These are designed and built by Terry Gordon in Australia. A one-piece wooden construction, they are available in a variety of timbers, the current standard form being Gidgee. The review plane was Ironwood.

The following data comes from the HNT Gordon website:

SIZE: 175mm long x 54mm wide x 38mm high.
AVERAGE WEIGHT:0.8Kg
BLADE: 1 1/2 inches wide x 1/8 inch thick x 80mm long tool steel Rc 62-64.
ABUTMENT: Brass only.
MOUTH: Brass rub plate.
BLADE PITCH: 55 degrees for planing or 85 degrees for scraping.
PURPOSE: General purpose planing or trimming of any small pieces of timber, particularly hardwood end grain. Alternate use as a cabinet scraper for cranky grain. Easily used in one hand



In the hand

I was very impressed by this plane. My initial expectation was that it would be clunky. However it was very comfortable in the hand. The rear knob fitted snugly into the web of my hand, the plane balanced well, and it felt solid and secure.





Adjusting the blade

Adjustments are made with a mallet.





Terry supplies the following tutorial or his website:



Step 1

This photo shows a 'blade setting block' which is simply a small piece of hard wood 6" x 2" x 1" planed perfectly flat. Some tips:

  • For a fine blade setting ensure the wood is super hard.

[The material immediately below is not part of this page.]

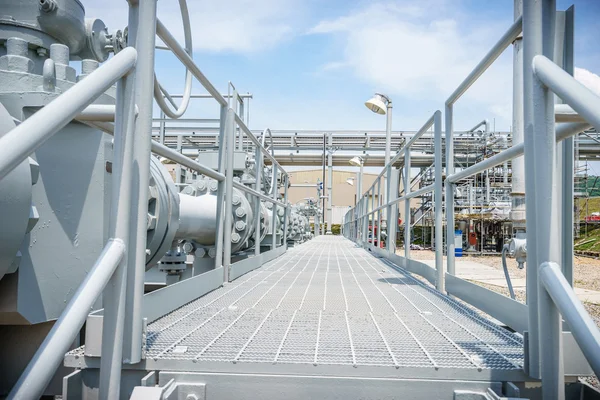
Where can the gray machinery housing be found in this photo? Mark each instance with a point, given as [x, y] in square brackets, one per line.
[54, 206]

  • Check the block is perfectly flat over its length and across its width.

Step 2

Sit the plane on the setting block as shown. Place the blade in position and using your index finger ensure the blade is sitting against the bed and hold the plane body
to stop it from moving.

Step 3

Place the wedge loosely into position and with a small hammer tap the wedge firmly into position using a series of taps until the wedge takes up. Some tips:

  • Hit the wedge in the middle

  • A series of small taps is better than one big tap

  • Don't move the plane when setting the wedge

  • Check the blade is secure before use

  • If blade is loose you need to hit the wedge harder

  • If the blade sets to deep, your setting block needs to be a harder piece of wood

  • If your blade sets out of level either your setting block is not flat or you are hitting the wedge more on one side than the other.

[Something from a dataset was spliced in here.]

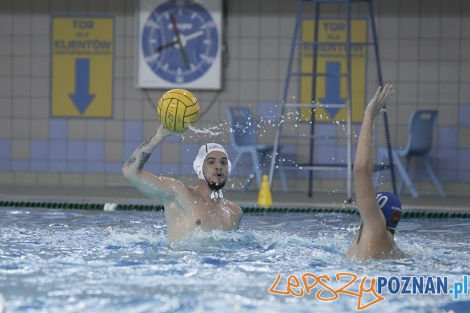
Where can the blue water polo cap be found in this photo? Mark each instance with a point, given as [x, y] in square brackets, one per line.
[391, 208]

Please note: This is the initial setting of the blade only, and you are not restricted to this method alone. This method will get you going and ensure you are not frustrated as you learn how to use your classic wooden plane. But to get the best out of your plane you do need to learn how to make tiny changes to the depth of cut by tapping the body or blade with a small hammer, which is fully explained in the instructions that come with the plane. 
      



Performance

With its high bed, this plane is best suited to planing face- and edge grain. In many ways it would make a wonderful small smoother. It is ideal for trimming bevels or creating a quick chamfer on edges.

Fine shavings on a Pine edge



One-handed beveling



Planing hard, interlinked Jarrah



Planing Pine end grain is a challenge for any block plane

End grain planing is not this plane's forte, but it does a satisfactory job as long as the blade is sharp.

Impressions

This is a great block plane for the workshop or general trim work. If the majority of use you seek in a block plane focuses on face- and edge grain rather than end grain, then this could be the plane for you. It can handle difficult grain exceptionally well. It can substitute as a small smoother.

It is one of the easier blades to hone as it is thick and sets bevel down. This makes it easy to freehand, if you prefer. Further, the cutting angle is not dependent on the bevel angle.

Setting the blade is considerably easier than one might imagine. Do not let this area intimidate you. If you have not used a woodie before, then the learning period should not take longer than a couple of minutes. Adjustments are easier with practice and become second nature within a short while.